La solución que nos daba nuestro abuelo era que se había disparado a una liebre que estaba preñada y, por tanto, matando a la liebre también se mataba al feto. Y todo, por lo dicho, se comía. Aquí nuestra aversión. Pero aparte de lo enigmático de la segunda frase, refiriéndose a esa "carne asada" no criada ni en la tierra ni en el cielo, lo que mucho nos ha inquietado siempre de la adivinanza que nos decía nuestro abuelo es la primera proposición, porque revela lo incontrolable. Y lo que no podemos controlar, aquello que vivimos como líquido que se nos escapa de las manos, ligero por entre los dedos sin poder asirlo, nos inquieta. Nos agobia el conocer que más allá de las acciones que hacemos buscando un resultado concreto, el que perseguíamos, puedan sobrevenir otras consecuencias sin quererlas y de las que, incluso, podemos no tener conciencia de haberlas provocado.
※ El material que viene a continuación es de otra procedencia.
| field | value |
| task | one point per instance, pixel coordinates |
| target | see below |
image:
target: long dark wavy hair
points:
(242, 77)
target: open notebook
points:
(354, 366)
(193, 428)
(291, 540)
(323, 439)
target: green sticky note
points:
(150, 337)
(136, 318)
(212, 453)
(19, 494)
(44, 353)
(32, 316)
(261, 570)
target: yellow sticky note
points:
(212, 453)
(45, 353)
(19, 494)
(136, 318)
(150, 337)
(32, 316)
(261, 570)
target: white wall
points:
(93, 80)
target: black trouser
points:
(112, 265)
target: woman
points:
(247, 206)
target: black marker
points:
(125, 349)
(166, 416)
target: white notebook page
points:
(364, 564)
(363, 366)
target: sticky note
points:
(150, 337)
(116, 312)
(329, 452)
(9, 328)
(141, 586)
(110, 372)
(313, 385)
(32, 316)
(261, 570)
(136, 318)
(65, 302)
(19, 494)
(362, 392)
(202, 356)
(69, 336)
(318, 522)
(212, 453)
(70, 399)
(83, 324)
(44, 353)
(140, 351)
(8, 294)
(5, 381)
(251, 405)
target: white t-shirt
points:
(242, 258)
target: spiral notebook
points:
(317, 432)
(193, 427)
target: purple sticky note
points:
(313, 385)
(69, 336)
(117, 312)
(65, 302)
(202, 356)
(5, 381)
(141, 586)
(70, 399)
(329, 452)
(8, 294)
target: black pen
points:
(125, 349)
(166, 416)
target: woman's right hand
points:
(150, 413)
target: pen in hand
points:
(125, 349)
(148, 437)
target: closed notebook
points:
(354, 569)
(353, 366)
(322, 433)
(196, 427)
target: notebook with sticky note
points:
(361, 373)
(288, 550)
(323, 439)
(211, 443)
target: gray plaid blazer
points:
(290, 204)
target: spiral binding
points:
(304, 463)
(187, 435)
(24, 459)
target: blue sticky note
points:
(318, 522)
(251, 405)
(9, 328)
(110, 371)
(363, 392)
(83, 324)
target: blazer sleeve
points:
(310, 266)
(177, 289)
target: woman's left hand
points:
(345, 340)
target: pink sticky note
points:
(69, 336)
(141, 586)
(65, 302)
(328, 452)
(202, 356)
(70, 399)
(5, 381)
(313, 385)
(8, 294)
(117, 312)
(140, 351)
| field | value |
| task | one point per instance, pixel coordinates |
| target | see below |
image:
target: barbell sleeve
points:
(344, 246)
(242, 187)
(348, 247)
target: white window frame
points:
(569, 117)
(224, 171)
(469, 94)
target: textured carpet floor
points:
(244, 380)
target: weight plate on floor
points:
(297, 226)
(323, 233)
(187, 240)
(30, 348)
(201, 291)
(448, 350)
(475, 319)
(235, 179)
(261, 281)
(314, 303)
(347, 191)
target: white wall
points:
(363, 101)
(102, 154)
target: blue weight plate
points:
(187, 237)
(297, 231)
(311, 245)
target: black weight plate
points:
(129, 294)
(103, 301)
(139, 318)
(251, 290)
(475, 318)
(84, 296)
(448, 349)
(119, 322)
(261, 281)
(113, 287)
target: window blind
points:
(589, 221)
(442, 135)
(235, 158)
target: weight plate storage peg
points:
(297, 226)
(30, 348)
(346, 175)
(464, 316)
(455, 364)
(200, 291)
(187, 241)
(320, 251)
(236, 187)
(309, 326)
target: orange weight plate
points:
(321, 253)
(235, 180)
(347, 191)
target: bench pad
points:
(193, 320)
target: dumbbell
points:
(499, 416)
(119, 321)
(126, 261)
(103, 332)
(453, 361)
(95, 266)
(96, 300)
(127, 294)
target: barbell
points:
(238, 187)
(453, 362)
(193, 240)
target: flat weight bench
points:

Y para más inri ser éstas terribles.

Este agobio nos pasó cuando, gracias a la película documental "La pesadilla de Darwin", descubrimos el trasiego de armas en torno al comercio de la perca del Nilo que comprábamos en el supermercado y los propios efectos negativos de la perca en el Lago Victoria. Ya lo contamos más o menos cuando en Villena.net escribíamos "Desde la Ocarasa". Uno se sienta en la mesa –vino blanco y manteles limpios, cubiertos apropiados, gotas de limón...– y el ñam-ñam no se interrumpe pensando que cada bocado puede equivaler a muchos muertos, que cada bocado puede ser producto de muchas tragedias.

Hemos dejado la faena organizada, hemos cumplido con responsabilidad en el trabajo y sabemos –Dios mediante– lo que nos va a ocupar la tarde. Y más: Ya miércoles, también hemos llamado a algunos amigos para vernos el viernes por la noche. Todo atado. Pero se nos va, sin saberlo, siempre algo. Siempre hay algo que se nos va. Siempre hay algo que no controlamos. Y muchas veces, sin saberlo, eso que no controlamos es la muerte. La nuestra o la de los demás. Luego, un día que nos hemos despertado solidarios, nos golpean ciertas cifras que nos aturden. Pero como lo que no vemos no nos duele, mejor no ver. Mejor no saber.

En el dicho de la supuesta liebre, lo que no vemos estaba también ahí, dentro de la liebre. Una liebre que corría y que tras el disparo certero ya no puede correr. Al morir la liebre, lo que la liebre llevaba dentro, diminuto, también ha muerto. De haberlo sabido... A lo mejor... A lo mejor hubiéramos evitado el disparo. A lo mejor no hubiéramos disparado si hubiéramos sabido que estaba allí una parte de este todo que por el disparo puntero muere. —Fue sin querer —podríamos decir—. Una lástima. Lo sentimos mucho. Fue un accidente. Un gazapo.